Teknologi kemudian meningkat, alatnya sudah dihaluskan seperti kapak persegi
dan kapak lonjong. Dengan alat itu, ternyata mereka sudah dapat memenuhi
kebutuhan hidup yang lebih luas dari masa sebelumnya, yaitu bersawah, membuat
rumah, bermasyarakat, dan membuat perahu bercadik.
Teknologi kapak batu pun ditinggalkan, kemudian muncul yang lebih maju,
yaitu kepandaian menggunakan alat-alat dari logam sebagai bahan membuat alat
yang memerlukan teknik, seperti cara bivalve dan a cire perdue. Semua kapak
logam dibuat mirip dengan kapak batu. Dalam perkembangan selanjutnya, kapak
logam kemudian mempunyai bentuk lain yang dinamakan kapak sepatu atau kapak
corong, yaitu sebagai alat untuk membantu kehidupan mereka. Namun, ada jenis
alat logam yang tidak digunakan untuk alat bekerja, misalnya, candrasa dipakai
untuk alat upacara, begitu juga nekara dan moko. Dengan teknologi yang semakin
maju inilah masyarakat semakin mampu membuat hasil budaya yang jauh lebih
berharga untuk menciptakan alat yang lebih sempurna seperti di zaman megalit
itu.
2. Kebudayaan batu
Disebut kebudayaan batu karena alatnya terbuat dari batu, yang terdiri dari
zaman Paleolitikum, Mesolitikum, Neolitikum, dan Megalitikum.
a. Kebudayaan Batu Tua
(Paleolitikum)
Disebut kebudayaan Batu Tua sebab alat peninggalannya dari batu yang masih
kasar atau belum dihaluskan. Pendukung kebudayaan ini adalah manusia purba.
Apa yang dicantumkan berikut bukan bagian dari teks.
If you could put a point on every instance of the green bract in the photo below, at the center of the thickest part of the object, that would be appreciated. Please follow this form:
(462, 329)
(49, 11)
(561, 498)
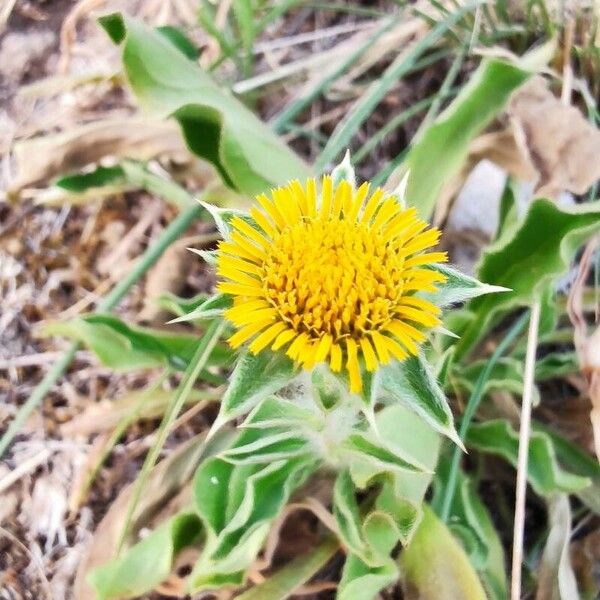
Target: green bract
(381, 444)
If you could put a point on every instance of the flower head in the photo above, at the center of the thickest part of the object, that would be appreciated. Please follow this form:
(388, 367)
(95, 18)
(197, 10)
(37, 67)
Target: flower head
(331, 276)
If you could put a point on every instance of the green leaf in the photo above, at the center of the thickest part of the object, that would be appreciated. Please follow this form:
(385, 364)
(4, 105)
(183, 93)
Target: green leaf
(181, 41)
(545, 474)
(254, 378)
(211, 308)
(470, 521)
(126, 347)
(266, 446)
(284, 582)
(555, 365)
(149, 562)
(366, 448)
(458, 288)
(577, 461)
(215, 125)
(237, 504)
(278, 412)
(556, 579)
(435, 565)
(368, 101)
(180, 306)
(99, 177)
(528, 263)
(412, 383)
(222, 218)
(362, 582)
(406, 433)
(506, 374)
(440, 152)
(347, 516)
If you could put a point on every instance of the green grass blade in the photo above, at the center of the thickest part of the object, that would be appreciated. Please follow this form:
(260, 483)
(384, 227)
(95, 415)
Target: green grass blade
(292, 110)
(366, 104)
(288, 579)
(472, 404)
(197, 364)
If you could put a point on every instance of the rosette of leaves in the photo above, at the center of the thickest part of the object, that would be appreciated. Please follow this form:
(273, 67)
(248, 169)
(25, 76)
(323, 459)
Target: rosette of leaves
(331, 291)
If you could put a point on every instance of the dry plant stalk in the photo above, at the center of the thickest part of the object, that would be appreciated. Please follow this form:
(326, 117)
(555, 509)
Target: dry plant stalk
(587, 347)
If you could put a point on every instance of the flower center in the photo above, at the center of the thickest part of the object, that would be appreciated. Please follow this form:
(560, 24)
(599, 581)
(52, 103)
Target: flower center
(333, 276)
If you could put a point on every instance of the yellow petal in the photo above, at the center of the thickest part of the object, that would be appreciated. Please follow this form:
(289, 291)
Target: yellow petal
(263, 222)
(323, 348)
(326, 196)
(245, 333)
(237, 289)
(424, 259)
(353, 366)
(395, 349)
(272, 210)
(369, 354)
(380, 347)
(335, 363)
(239, 264)
(266, 337)
(283, 338)
(397, 328)
(418, 316)
(246, 229)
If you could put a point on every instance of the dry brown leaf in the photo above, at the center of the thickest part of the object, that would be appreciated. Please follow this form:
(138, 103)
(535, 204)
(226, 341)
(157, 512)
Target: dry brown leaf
(559, 142)
(169, 274)
(545, 142)
(107, 414)
(587, 347)
(164, 484)
(44, 157)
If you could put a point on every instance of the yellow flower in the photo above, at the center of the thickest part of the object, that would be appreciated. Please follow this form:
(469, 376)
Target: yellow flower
(331, 277)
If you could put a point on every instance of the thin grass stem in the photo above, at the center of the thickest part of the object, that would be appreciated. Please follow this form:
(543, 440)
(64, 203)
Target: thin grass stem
(398, 69)
(197, 364)
(471, 408)
(148, 258)
(522, 460)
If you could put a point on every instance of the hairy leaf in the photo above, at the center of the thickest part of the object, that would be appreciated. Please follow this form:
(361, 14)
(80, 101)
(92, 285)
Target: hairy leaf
(538, 252)
(471, 523)
(254, 378)
(216, 126)
(439, 153)
(284, 582)
(458, 287)
(412, 383)
(149, 562)
(210, 308)
(544, 473)
(362, 582)
(436, 566)
(237, 504)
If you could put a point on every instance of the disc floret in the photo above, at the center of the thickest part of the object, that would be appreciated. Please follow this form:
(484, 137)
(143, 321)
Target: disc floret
(331, 277)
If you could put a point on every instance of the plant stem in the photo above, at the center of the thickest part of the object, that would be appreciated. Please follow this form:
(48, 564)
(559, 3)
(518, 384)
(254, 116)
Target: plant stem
(138, 174)
(150, 256)
(297, 106)
(198, 362)
(522, 461)
(471, 408)
(399, 68)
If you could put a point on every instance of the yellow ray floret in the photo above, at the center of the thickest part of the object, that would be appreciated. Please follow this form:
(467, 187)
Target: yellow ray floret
(331, 276)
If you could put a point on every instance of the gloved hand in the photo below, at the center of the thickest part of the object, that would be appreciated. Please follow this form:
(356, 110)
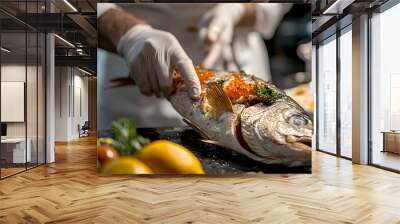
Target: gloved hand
(216, 30)
(152, 55)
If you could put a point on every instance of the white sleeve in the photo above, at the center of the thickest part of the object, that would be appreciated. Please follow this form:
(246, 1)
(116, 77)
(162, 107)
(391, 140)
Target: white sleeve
(268, 17)
(104, 7)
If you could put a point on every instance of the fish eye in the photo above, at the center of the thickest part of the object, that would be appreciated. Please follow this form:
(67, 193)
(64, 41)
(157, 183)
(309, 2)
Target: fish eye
(298, 120)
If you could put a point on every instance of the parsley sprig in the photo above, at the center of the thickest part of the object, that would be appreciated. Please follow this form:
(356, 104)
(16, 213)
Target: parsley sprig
(268, 95)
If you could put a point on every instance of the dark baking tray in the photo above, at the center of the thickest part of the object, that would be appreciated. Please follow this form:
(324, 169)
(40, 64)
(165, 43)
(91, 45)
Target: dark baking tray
(215, 160)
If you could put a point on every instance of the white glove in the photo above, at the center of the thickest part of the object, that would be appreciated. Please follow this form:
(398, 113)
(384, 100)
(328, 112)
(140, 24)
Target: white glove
(152, 55)
(216, 30)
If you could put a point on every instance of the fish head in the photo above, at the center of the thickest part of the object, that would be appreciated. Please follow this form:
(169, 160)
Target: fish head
(280, 132)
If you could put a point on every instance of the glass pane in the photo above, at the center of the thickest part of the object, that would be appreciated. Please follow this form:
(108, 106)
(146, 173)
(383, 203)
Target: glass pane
(31, 98)
(13, 86)
(327, 96)
(385, 84)
(345, 94)
(41, 98)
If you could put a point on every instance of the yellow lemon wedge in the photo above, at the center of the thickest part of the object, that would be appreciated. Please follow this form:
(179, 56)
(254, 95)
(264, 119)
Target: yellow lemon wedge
(126, 165)
(166, 157)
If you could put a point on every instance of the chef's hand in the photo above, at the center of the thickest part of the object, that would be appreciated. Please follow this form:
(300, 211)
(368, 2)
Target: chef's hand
(152, 55)
(216, 30)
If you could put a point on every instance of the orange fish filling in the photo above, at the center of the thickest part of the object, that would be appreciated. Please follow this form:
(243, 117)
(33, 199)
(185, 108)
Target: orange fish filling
(238, 88)
(203, 74)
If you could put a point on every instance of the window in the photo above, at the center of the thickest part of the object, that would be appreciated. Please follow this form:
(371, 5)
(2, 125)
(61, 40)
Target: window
(327, 96)
(346, 92)
(385, 88)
Berdasarkan daerah penemuannya, kebudayaan Batu Tua dibedakan menjadi
kebudayaan Pacitan dan kebudayaan Ngandong.
1) Kebudayaan Pacitan
Disebut kebudayaan Pacitan sebab hasil budayanya terdapat di daerah Pacitan
(Pegunungan Sewu, Pantai Selatan Jawa). Alat yang ditemukan berupa chopper
(kapak penetak) atau disebut kapak genggam. Pendukung kebudayaannya adalah Pithecanthropus
erectus dan budaya batu ini disebut stone culture. Selain tempat di atas, alat
Paleolitikum ini juga ditemukan di Parigi (Sulawesi), Gombong (Jawa Tengah),
Sukabumi (Jawa Barat), dan Lahat (Sumatra Selatan).
2) Kebudayaan Ngandong
Disebut kebudayaan Ngandong sebab hasil kebudayaannya ditemukan di
Ngandong, Ngawi Jawa Timur. Di sini juga ditemukan kapak seperti di Pacitan dan
juga kapak genggam, sedangkan di Sangiran ditemukan batu flakes dan batu
chalcedon yang indah. Di Ngandong ditemukan juga alat dari tulang maka disebut
bone culture. Pendukung kebudayaan Ngandong adalah Homo soloensis dan Homo
wajakensis. Penghidupan mereka masih mengumpulkan makanan (food gathering).
Mereka mencari makanan dari jenis ubi-ubian dan berburu binatang.
b. Kebudayaan Batu Tengah
(Mesolitikum)
Zaman Mesolitikum terjadi pada masa Holosen setelah zaman es berakhir.
Pendukung kebudayaannya adalah Homo sapiens yang merupakan manusia cerdas.
Penemuannya berupa fosil manusia purba, banyak ditemukan di Sumatra, Jawa,
Kalimantan, Sulawesi, dan Flores.
Manusia zaman Mesolitikum hidup di gua-gua, tepi pantai, atau sungai,
disebut dalam bahasa Denmark, kjokkenmoddinger (bukit sampah = bukit kerang),
yang banyak ditemukan di pantai timur Sumatra. Penemuan alatnya adalah pebble
disebut juga kapak Sumatra), kapak pendek (hache courte), dan pipisan (batu
penggiling). Selain tempat-tempat di atas, juga terdapat abris sous roche (gua
sampah) di Gua Sampung, (Ponorogo, Jawa Timur), Pulau Timor, Pulau Roti, dan
Bojonegoro (tempat ditemukan-nya alat dari tulang).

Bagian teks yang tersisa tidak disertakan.